On 06/01/2016 09:04 AM, Yordanov, Dimitar wrote:
> I'm looking into an issue with a CMake build on Linux hanging in a
> select syscall, when using EXECUTE_PROCESS without any additional
> arguments. The subprocess executed is "chmod". The child finishes and
> is marked as a zombie, but CMake did not realize that. The only
> descriptors left open are the one of the signaling pipe.

The code in question uses a well-known idiom to make SIGCHLD
select()able.  It has worked well for years on many platforms.
Are you running inside some kind of virtualization or emulation
environment?

> is the use of a shared variable "kwsysProcesses" in the signal
> handler. I think the usage of non volatile shared objects should be
> avoided in signal handlers and we should just do as less as we
> can in there.

IIRC we suppress signals while updating the shared variables.
CMake also doesn't use threads.

> Why do we need the "(void)pipeStatus;" lines. For debugging?

Some compilers complain we don't use the return value of write().
Therefore we must assign it to a variable.  Then compilers
complain that the variable is assigned a value that is never
used.  The cast suppresses this.

> Why do we need to read from the pipe in the signal handler?

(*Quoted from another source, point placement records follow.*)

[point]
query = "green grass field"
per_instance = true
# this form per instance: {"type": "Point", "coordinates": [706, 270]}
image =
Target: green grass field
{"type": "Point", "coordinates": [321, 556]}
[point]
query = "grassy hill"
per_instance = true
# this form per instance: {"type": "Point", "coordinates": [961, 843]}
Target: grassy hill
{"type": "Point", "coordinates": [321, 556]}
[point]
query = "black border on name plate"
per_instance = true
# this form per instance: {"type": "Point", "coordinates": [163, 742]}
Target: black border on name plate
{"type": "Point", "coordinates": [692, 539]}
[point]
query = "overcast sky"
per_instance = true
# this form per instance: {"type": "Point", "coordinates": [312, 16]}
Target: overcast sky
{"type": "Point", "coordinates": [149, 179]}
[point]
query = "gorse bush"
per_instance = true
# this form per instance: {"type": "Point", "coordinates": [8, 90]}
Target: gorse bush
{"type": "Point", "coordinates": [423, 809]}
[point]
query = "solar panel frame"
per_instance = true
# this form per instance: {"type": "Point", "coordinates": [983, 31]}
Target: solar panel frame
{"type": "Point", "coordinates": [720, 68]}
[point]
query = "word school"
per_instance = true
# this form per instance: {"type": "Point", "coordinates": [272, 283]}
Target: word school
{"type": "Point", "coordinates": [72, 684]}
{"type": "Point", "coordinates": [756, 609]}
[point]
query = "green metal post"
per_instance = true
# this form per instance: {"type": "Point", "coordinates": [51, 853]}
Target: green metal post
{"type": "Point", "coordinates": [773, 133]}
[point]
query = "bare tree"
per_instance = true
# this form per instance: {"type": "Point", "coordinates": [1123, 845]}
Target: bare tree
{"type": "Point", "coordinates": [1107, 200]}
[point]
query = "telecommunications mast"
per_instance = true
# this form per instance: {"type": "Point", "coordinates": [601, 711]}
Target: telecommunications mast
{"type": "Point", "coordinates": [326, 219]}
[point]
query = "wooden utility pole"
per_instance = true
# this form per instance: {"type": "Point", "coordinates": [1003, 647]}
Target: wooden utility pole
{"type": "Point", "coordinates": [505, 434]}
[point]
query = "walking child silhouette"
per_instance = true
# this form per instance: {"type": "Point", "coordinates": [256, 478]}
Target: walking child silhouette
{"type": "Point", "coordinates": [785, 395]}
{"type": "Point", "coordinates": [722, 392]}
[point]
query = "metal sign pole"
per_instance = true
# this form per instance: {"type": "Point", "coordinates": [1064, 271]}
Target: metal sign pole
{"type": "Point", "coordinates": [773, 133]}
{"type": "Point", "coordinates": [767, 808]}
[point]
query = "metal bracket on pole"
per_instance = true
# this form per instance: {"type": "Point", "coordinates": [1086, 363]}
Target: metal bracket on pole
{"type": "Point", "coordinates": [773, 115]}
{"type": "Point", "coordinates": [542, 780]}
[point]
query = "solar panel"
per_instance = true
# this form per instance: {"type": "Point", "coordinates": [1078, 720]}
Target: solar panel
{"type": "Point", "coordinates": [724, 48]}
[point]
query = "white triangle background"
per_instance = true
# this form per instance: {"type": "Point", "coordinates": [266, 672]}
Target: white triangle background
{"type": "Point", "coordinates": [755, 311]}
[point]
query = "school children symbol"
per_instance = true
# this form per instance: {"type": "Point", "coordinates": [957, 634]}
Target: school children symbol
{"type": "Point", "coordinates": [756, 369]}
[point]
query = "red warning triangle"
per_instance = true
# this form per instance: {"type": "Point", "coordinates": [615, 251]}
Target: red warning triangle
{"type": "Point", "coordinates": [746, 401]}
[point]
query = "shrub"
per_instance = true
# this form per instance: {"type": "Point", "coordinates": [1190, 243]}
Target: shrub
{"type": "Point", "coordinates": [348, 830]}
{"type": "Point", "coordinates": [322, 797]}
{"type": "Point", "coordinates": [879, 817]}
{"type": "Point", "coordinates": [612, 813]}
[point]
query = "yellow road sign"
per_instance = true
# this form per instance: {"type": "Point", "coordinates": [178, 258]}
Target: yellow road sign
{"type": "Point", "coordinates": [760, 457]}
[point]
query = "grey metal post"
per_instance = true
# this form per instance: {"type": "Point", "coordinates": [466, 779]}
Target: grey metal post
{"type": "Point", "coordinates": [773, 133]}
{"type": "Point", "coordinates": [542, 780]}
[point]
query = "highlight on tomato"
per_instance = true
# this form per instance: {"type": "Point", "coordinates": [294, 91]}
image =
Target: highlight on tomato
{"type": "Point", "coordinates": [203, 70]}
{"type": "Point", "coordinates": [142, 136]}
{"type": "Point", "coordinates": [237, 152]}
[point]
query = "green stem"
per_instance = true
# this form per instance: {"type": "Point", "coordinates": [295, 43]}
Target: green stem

If many signals are received in succession before the select()
wakes up and reads from the pipe then it could fill the pipe
and block in the handler.  We do a non-blocking read to make
sure the pipe never has more than one byte in it.  All we care
about is waking up any blocking select().

BTW, in the long run I'd like to drop this code completely and
move to libuv.  Meanwhile I'd rather not spend too much time
updating the existing implementation.